The presentations from Waitrose, Tesco, Halfords, New Look and almost everyone else illustrated just how fast mobile has shifted from a new technology that a few iPhone loving customers might be interested in to something that is an integral part of retailers business and marketing strategy.  For many this transition has taken just 18 months. Things are continuing to move very fast indeed which of course brings it’s own risks such as systems and processes that are not all joined up. A topic that I’m sure will come up at the Retail Bulletin’s Multi Channel Summit in February.
Some interesting snippets from the event:

  • At Phones4U the social media team has moved out of Marketing to be a function in it’s own right. A team that didn’t exist 18 months ago now has 35 staff.

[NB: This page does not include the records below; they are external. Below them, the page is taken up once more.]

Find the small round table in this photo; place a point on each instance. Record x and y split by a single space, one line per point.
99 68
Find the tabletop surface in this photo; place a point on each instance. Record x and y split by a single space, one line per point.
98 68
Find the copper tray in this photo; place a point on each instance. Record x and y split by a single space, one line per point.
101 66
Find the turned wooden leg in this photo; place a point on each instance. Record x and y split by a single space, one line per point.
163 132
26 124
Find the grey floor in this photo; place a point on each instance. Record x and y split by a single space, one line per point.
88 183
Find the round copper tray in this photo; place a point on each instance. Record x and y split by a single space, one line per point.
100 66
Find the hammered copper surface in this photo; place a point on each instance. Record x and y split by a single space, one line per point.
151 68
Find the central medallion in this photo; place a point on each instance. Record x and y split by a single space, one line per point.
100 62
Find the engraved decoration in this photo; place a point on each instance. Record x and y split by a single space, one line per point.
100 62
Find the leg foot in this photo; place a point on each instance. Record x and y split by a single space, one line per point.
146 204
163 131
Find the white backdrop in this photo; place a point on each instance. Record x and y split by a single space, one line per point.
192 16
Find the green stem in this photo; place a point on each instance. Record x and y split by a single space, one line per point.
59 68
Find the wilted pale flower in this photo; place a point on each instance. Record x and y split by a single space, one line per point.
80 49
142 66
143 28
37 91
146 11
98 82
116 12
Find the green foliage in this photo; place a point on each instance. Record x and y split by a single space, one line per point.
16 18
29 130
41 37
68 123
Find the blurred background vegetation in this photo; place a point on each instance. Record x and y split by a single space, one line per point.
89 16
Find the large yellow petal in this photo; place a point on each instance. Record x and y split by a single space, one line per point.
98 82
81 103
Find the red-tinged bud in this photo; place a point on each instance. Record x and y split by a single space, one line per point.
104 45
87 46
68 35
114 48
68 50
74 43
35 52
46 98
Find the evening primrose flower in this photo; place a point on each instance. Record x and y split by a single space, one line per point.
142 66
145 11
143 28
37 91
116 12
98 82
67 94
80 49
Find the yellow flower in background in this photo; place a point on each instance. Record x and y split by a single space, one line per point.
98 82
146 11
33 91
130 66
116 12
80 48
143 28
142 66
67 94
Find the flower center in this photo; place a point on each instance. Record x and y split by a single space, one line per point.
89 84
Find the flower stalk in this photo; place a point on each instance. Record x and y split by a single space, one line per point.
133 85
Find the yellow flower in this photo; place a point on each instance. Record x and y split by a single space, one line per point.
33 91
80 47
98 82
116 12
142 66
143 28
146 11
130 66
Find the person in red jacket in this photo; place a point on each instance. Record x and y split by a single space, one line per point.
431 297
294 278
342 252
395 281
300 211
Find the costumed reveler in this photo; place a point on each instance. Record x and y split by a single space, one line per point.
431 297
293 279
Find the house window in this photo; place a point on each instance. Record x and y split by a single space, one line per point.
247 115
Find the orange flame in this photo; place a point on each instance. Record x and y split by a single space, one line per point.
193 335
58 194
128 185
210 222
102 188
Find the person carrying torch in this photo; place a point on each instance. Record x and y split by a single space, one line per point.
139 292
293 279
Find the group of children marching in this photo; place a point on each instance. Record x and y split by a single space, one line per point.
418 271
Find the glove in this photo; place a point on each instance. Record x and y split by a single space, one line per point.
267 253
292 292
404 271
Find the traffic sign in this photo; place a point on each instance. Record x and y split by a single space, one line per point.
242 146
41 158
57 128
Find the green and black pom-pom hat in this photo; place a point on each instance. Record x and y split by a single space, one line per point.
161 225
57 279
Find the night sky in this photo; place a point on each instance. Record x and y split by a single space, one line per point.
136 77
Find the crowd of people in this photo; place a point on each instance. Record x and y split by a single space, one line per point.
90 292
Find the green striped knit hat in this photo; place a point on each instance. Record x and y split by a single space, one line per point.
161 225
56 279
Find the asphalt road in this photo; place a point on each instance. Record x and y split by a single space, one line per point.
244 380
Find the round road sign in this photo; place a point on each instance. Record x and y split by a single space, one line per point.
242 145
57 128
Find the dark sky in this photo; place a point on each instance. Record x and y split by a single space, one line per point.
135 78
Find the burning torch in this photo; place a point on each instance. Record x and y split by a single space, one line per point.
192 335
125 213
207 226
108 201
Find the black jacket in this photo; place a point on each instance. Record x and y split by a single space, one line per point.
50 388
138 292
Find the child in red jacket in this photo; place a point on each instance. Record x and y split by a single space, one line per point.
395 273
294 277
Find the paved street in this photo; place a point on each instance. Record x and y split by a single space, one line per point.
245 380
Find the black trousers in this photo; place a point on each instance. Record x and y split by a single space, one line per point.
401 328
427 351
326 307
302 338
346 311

  • Amongst other things they have worked out the value of a “like” on Facebook. To them it’s worth £96.12.
  • New Look are very heavily into mobile and social media because the heaviest users (16-24 year olds) are exactly their target market.

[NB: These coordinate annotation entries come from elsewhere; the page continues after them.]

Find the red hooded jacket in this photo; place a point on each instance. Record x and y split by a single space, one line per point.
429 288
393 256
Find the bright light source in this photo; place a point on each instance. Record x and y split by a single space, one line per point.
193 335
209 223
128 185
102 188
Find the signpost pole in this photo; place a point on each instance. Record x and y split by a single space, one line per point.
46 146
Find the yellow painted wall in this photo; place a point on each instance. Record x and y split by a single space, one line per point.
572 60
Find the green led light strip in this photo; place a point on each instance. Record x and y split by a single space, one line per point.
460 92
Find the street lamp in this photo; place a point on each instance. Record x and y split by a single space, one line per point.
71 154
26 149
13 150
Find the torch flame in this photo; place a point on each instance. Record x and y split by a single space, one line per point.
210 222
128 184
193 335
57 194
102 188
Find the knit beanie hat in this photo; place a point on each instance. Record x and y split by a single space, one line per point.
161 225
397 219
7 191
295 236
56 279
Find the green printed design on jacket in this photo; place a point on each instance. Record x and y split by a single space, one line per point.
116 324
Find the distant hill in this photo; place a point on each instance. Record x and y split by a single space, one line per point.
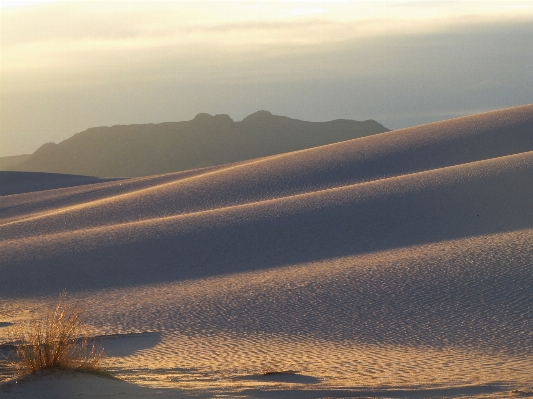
150 149
12 161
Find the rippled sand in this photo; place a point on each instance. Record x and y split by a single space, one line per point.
397 265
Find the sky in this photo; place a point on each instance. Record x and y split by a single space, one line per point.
66 66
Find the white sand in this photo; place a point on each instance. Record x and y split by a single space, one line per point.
396 265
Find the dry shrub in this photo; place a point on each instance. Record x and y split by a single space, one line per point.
56 342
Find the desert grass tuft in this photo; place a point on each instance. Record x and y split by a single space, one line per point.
56 342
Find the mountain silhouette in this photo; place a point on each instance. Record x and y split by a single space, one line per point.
206 140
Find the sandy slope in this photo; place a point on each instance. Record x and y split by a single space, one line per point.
400 262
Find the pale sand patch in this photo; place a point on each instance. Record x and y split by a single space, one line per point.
398 265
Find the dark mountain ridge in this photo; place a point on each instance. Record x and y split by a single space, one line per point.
149 149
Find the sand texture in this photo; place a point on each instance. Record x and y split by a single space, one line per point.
394 265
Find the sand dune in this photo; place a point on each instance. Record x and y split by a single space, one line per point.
400 262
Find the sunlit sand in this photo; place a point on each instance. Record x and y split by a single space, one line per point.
395 265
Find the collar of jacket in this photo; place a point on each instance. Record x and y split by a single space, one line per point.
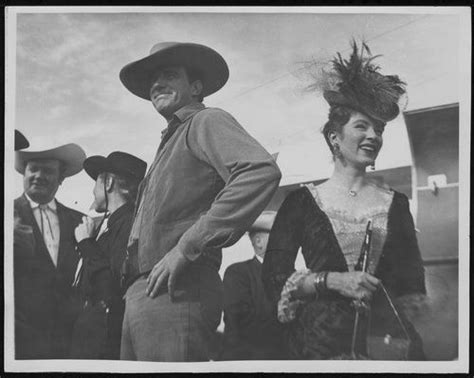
187 111
119 213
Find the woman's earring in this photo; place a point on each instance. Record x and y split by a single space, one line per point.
336 150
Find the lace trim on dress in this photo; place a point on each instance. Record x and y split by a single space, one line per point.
287 305
350 229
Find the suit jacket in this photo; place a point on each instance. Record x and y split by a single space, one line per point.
45 305
252 331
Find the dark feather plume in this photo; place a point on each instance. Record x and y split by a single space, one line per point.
360 81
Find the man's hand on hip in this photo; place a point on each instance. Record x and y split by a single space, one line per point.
169 267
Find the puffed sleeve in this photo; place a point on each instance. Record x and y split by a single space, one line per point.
402 270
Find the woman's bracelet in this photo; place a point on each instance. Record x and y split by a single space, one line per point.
320 282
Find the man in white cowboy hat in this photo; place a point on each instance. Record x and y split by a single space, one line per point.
44 291
252 331
208 183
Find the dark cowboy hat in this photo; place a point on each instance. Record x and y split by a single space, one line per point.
70 155
390 112
210 65
20 141
117 162
264 222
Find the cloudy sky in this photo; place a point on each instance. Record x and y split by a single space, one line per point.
62 72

  • I liked this quote from Tesco. “The role of mobile is to inform and enhance a shopping trip”.  Some good words to test ideas against.
  • Lastminute.com  currently get 5% of booking from mobiles and expect that to increase to 30% by 2013.

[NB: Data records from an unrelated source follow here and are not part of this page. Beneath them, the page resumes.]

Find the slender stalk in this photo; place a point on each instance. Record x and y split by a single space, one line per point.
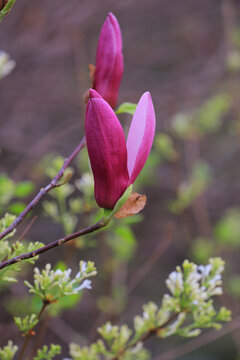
145 336
28 337
100 224
53 184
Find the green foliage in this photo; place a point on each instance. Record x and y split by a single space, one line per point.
202 249
51 285
5 222
8 251
205 120
8 351
48 354
128 108
27 323
6 9
123 242
189 190
227 230
233 61
185 312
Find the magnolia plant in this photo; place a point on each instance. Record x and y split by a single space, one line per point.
116 164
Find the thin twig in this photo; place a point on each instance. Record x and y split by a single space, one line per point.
146 336
100 224
28 337
53 184
199 342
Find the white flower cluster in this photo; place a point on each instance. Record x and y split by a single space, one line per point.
201 282
50 285
6 65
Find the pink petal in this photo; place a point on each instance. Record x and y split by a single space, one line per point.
140 136
107 152
109 61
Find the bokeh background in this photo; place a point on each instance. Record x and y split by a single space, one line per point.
187 54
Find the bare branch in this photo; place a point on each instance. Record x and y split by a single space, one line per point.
53 184
100 224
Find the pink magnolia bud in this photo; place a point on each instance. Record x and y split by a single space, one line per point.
3 3
107 151
109 61
115 166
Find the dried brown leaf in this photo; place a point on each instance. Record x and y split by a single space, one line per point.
132 206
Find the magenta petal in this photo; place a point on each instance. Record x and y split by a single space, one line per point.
140 136
107 152
109 61
94 94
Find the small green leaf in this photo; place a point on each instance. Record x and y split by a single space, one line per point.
6 9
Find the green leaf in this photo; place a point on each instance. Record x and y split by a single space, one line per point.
48 354
6 9
128 108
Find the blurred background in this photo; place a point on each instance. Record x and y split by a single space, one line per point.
187 54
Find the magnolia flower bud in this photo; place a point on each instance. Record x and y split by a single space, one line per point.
114 163
3 3
109 61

  • 90% of Apps not opened for a second time. (Be interesting to debate what this really means)
  • Google claim 15-20% of searches are from mobiles.
  • General consensus is to built a mobile optimised web site first them build apps,  if you still need them.
  • Carphone Warehouse believe that 30% of their emails are opened on a mobile.
  • Barclays want us all to use mobile wallets for payments under £15. The good news for everyone is that it makes transactions 30% faster. The good news for retailers but perhaps not quite so good for customers is that the average spend goes up by 40 -50%.

Everyone seems to be thinking in a very customer centric way rather than a technology driven way. So the bottom line is think of a customer problem first then work out how to create a solution involving a mobile. Not the other way around.